Datum uitspraak:
Datum publicatie:
Zaaknummer:
Soort procedure:
Zittingsplaats:

Inhoudsindicatie:

Afwijzing verzoek om voorlopige voorziening. Er is geen sprake van een spoedeisend belang.

Uitspraak



12/2107 WAO-VV

Centrale Raad van Beroep

Voorzieningenrechter

Uitspraak op het verzoek om voorlopige voorziening

Partijen:

[verzoeker] te [woonplaats] (verzoeker)

de Raad van bestuur van het Uitvoeringsinstituut werknemersverzekeringen (Uwv)

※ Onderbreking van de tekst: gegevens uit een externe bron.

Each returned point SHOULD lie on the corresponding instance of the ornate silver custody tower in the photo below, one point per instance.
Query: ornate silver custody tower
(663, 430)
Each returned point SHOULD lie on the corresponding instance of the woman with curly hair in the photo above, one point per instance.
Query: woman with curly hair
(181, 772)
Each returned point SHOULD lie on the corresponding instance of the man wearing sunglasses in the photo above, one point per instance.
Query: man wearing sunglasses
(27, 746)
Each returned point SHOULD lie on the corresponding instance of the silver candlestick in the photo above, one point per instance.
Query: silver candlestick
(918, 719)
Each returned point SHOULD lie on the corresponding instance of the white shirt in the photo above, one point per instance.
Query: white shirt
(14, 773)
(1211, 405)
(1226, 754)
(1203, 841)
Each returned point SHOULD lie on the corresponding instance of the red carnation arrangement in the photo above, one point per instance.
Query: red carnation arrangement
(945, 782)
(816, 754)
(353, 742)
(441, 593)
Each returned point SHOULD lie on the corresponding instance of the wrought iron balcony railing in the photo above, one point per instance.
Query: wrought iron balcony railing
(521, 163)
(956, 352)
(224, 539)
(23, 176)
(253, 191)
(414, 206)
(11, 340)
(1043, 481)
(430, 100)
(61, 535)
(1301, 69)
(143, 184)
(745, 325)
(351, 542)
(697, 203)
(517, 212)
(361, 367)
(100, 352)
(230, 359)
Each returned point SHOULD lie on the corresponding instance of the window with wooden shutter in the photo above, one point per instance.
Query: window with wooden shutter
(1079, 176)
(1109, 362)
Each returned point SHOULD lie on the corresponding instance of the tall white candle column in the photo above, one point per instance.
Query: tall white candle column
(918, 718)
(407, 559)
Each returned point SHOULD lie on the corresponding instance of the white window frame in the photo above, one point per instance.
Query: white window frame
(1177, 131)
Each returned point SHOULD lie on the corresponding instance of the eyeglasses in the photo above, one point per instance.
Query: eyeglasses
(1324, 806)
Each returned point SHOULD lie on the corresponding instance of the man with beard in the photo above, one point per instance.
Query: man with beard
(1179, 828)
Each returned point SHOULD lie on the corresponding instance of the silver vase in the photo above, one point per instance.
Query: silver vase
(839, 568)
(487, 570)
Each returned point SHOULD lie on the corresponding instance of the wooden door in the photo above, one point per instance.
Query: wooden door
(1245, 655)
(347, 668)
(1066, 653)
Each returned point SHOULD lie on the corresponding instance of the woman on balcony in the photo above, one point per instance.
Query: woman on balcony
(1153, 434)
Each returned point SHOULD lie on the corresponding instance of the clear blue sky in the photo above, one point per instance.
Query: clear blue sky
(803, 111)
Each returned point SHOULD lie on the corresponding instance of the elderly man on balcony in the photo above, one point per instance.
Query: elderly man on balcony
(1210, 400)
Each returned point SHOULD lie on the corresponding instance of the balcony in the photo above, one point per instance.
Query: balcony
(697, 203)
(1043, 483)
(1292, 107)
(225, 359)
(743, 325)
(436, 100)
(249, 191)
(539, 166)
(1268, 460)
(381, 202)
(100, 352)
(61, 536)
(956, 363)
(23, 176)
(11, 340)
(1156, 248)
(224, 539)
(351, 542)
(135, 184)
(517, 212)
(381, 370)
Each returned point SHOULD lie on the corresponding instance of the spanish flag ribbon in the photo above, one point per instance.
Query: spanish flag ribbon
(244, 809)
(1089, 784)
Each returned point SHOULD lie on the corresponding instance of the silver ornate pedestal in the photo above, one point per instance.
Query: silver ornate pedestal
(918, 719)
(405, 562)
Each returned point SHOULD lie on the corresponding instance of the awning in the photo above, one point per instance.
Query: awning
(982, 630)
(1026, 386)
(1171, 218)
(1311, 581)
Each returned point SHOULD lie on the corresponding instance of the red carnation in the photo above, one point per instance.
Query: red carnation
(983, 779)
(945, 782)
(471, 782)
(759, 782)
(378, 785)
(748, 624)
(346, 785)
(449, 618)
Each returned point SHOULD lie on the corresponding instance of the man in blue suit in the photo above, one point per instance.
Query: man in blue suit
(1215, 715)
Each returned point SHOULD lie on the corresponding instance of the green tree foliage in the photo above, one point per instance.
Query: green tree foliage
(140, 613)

Datum uitspraak: 20 juni 2012

PROCESVERLOOP

Namens verzoeker heeft mr. S.C. van Paridon bij brief van 12 april 2012 hoger beroep ingesteld tegen de uitspraak van de rechtbank Rotterdam van 1 maart 2012, 11/1616 (aangevallen uitspraak).

Namens verzoeker heeft mr. Van Paridon voorts bij brief van 12 april 2012 een verzoek om een voorlopige voorziening gedaan.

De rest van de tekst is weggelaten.